Bankrupt banned over £4m pop-up investment
13 Mar 2020
A director who gifted close to £4m worth of investments in pop-up hotel company, while he was an undischarged bankrupt, has been banned for 11 years
13 Mar 2020
Neil Burns, from Windsor, Berkshire, did not attend the High Court in London and was handed the 11-year directorship disqualification in his absence.
The court heard that Burns was a director of an investment company, B52 Investments Ltd. Incorporated in November 2010, the company was charged with holding and managing investments into a separate company, Snoozebox Holdings Plc – a pop-up hotel company which used recycled shipping containers.
B52 Investments held 6.1m shares in Snoozebox Holdings and received at least £3.3m worth of loans and investments from investors, as well as £1.7m worth of bank receipts into the company’s accounts.

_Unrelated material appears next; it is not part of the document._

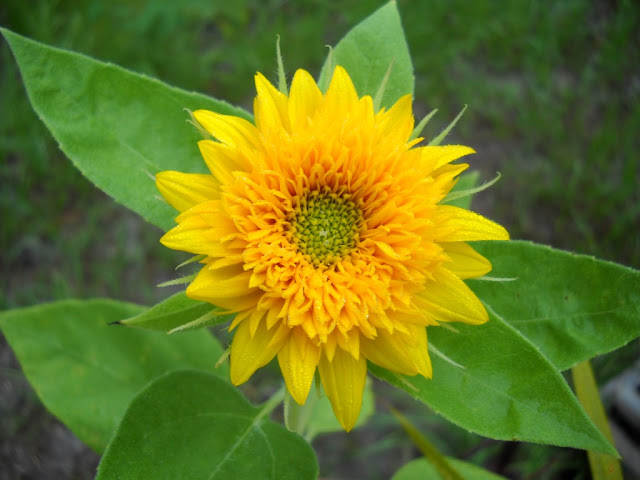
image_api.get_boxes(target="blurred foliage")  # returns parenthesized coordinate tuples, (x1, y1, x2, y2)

But the directors of B52 Investments abandoned the company after transferring all of B52 Investment’s shares in Snoozebox Holdings to connected third parties, resulting in the company’s liquidation.
B52 Investment’s liquidation then brought the company to the attention of the Insolvency Service after the directors failed to co-operate with the liquidator or deliver up books and records.
During enquiries, B52 Investment’s directors were unable to satisfactorily explain £3.9m worth of transactions and the transfer of the 6.1m shares the company held in Snoozebox Holdings.
Following further enquiries, investigators discovered that Burns had been bankrupt three times, the latest coming in 2013 and had not been discharged from his restriction.
As a bankrupt, Burns was banned from managing companies but not only did he remain managing B52 Investments, he actively entered into agreements with investors while transferring their funds to connected third parties and family members.
In addition, the Insolvency Service identified further misconduct when Burns transferred all the shares B52 Investments held in Snoozebox Holdings to connected third parties. This was despite 1.4m worth of shares already being used to secure investment of £373,000.
Burns also agreed deals with third parties for investments earmarked to purchase vehicles for re-sale. The £253,000 worth of investments, however, were transferred to connected parties and family members but due to the lack of books and records, the directors could not explain why this happened.
The missing paperwork also meant that Burns could not fully explain £5m of receipts and what had happened to £3.9m of payments.
Mark Bruce, chief investigator for the Insolvency Service, said: ‘Throughout our enquiries Neil Burns obstructed our investigations to ensure we wouldn’t be able to discover what he had done. ‘Fortunately, our investigators were able to find evidence that showed not only was he an undischarged bankrupt but that Neil Burns had used investors’ funds for his own personal benefit and those he was closely acquainted with.
‘An 11-year disqualification is a significant ban and should serve as a warning to other directors that failing to deliver up the company records will not stop the Insolvency Service carrying out a full and thorough investigation and discovering serious misconduct.’
Snoozebox Holdings went into administration in 2017. The company specialised in supplying portable hotel rooms, initially made from converted shipping containers, which can be usable within 48 hours of arriving on location.
Examples of its work include building an entire hostel out of shipping containers at the Eden Project as well as providing temporary accommodation at Glastonbury and the London Olympics in 2012.
It raised £12m through an IPO after listing on AIM in April 2012, but hit financial problems five years later after discussions with lender SQN Asset Finance Income Fund failed and it could not continue as a going concern. Snoozebox appointed Moore Stephens as administrators.
At the time, Snoozebox said: ‘The significant debt burden taken on by the company in 2014 has been one of the company's largest challenges given the poor financial and operational position of the company when the directors commenced restructuring in early 2016.
‘It is a challenge that the directors have sought to manage whilst aligning the company to a new strategy and being as transparent as possible with shareholders. However, the company has succumbed to the challenge.
‘Given the significant progress the company has made with delivery of its new strategy since mid-2016, this outcome is clearly very disappointing for shareholders.’